I particularly liked the opening chapter on koans, their history, and how to work with them. It was a delight to read the counterpoint between Rinzai and Soto and I treasured Daido Loori’s words of the process as “one’s own intimate and direct experience of the universe and its infinite facts.” Then, of course, there was Dogen’s approach which is a more “scenic, or panoramic route” (quoting Steve Heine). Caplow & Moon point out that koans and stories about and by our women ancestors differ in important ways from those we find in the traditional (dominantly male) koans. These stories have street cred, the women live and live out their dreams, desires, and sexuality in the Everyday. They are not reified, sanctified, or sanitized versions of you and me; they are profoundly intimate and complete.
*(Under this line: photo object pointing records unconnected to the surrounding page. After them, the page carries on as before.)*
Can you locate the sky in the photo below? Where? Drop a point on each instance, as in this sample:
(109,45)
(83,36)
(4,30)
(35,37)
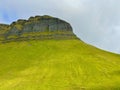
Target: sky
(96,22)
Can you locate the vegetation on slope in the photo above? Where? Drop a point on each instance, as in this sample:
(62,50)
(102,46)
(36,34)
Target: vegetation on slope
(57,65)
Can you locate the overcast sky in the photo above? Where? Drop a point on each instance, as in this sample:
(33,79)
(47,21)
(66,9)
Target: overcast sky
(96,22)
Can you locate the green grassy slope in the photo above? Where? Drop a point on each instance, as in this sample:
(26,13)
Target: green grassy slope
(57,65)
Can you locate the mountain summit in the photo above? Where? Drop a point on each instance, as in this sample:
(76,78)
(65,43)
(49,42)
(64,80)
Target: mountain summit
(38,27)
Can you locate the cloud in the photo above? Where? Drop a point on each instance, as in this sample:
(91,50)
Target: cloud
(95,21)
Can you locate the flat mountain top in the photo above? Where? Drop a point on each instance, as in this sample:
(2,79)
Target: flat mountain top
(38,27)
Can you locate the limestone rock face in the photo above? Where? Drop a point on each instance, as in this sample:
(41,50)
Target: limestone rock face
(38,27)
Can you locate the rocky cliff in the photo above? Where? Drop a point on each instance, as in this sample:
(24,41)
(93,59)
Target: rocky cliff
(38,27)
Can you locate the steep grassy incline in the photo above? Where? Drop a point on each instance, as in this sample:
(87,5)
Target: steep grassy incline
(57,65)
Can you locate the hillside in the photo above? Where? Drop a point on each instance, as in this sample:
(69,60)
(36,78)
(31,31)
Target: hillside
(56,64)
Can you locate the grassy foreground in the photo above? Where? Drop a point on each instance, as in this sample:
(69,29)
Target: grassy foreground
(57,65)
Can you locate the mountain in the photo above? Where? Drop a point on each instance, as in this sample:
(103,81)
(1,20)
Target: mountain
(58,62)
(38,27)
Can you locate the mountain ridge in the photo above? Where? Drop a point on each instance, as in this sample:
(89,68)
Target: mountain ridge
(38,27)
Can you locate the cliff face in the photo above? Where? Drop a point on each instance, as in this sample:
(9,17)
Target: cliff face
(38,27)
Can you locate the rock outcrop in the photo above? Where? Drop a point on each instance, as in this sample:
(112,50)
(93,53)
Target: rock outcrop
(38,27)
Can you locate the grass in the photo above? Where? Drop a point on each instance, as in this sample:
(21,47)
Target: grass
(57,65)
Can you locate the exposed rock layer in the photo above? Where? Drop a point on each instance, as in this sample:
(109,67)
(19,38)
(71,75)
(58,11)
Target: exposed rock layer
(38,27)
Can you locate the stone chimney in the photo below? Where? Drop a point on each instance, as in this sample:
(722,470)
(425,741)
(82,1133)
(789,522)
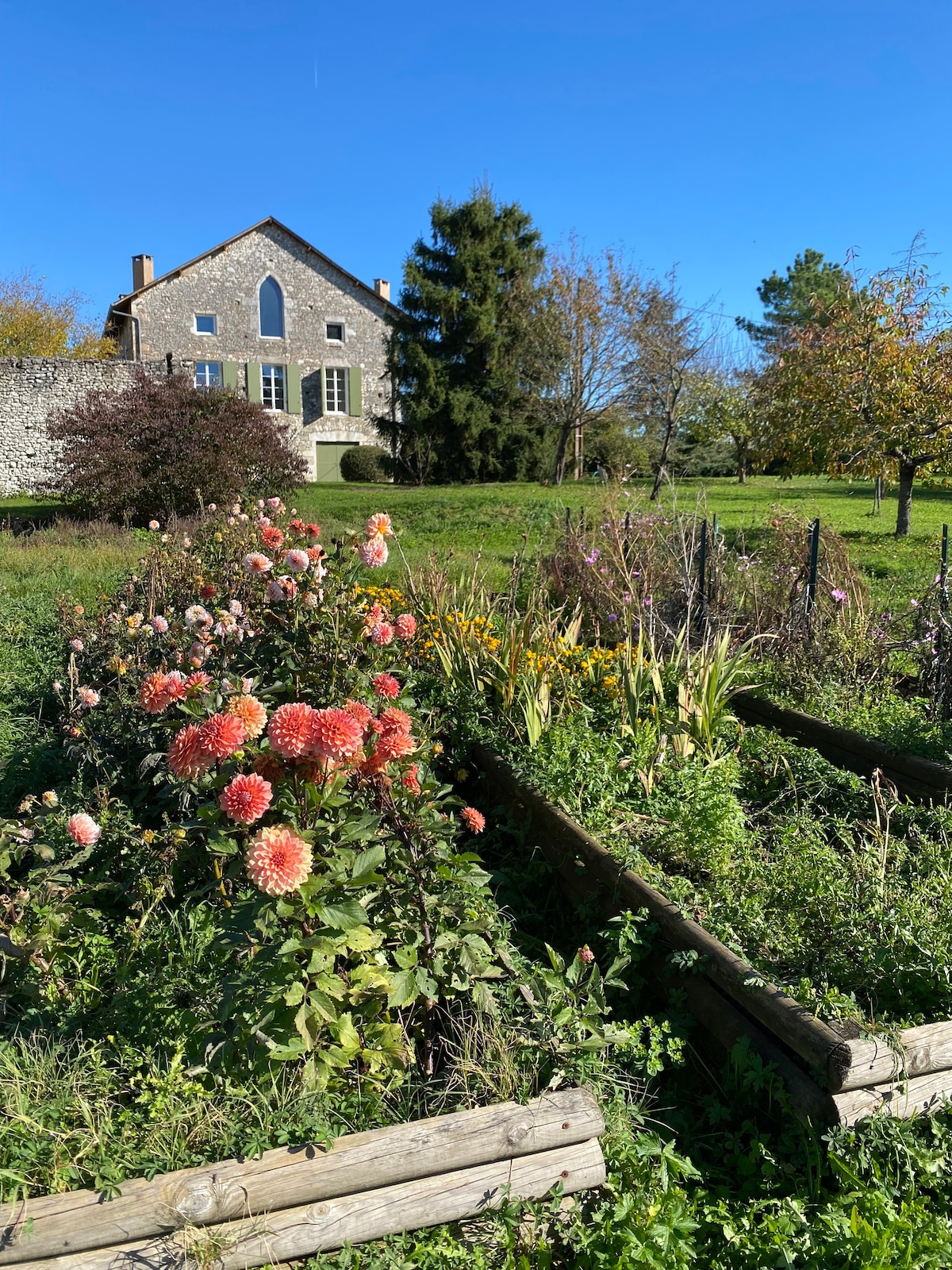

Themes of the koans are intricately woven: intimacy, relational, rebellious, with a Wow factor that tips the water bucket over and scatters the moon. The stories are to be savoured, to be inserted into our life as an enlightenment ear worm, intended to “nourish the spiritual embryo.” The commentators offer insights and perspectives that also right the practice. I enjoyed reading Sunya Kjolhede’s reflection of working with Mu as a practice of “surrendering to and merging with a lover!”   Her realization that our response to our life koan is indeed “so plain,” so “obvious,” resonated deeply with me, remembering a similar moment in the middle of a particularly intense sesshin. Other stories struck me forcibly too: Chen’s insight to a world of “knife and axe” with people blinded to the vision of the mountain flowers, Punnika’s response to the Brahmin caught in karma as ritual and his realization of karma as intention, Zenkei Blanche Hartman’s brilliant commentary on precepts and our fragile humanity, the nameless nun asking Zhaozhou of the “deeply secret mind” and Ikushin Dana Velden showing us how we find it the mystery of just who we are. Other stories and commentaries speak to our purpose, our bodies, our hearts, and our indefatigable spirits. I particularly like the inclusion of stories about couples (Bhadda Kapilini and Mahakassapa), families (Mushim Patricia Ikeda’s commentary about her son; Senjo and her soul), and children (Kisagotami’s Mustard Seed).

The Hidden Lamp is a book for all times and a full practice. It is good medicine, as Ursula Jarand reflects on Miaozong’s Disappointment.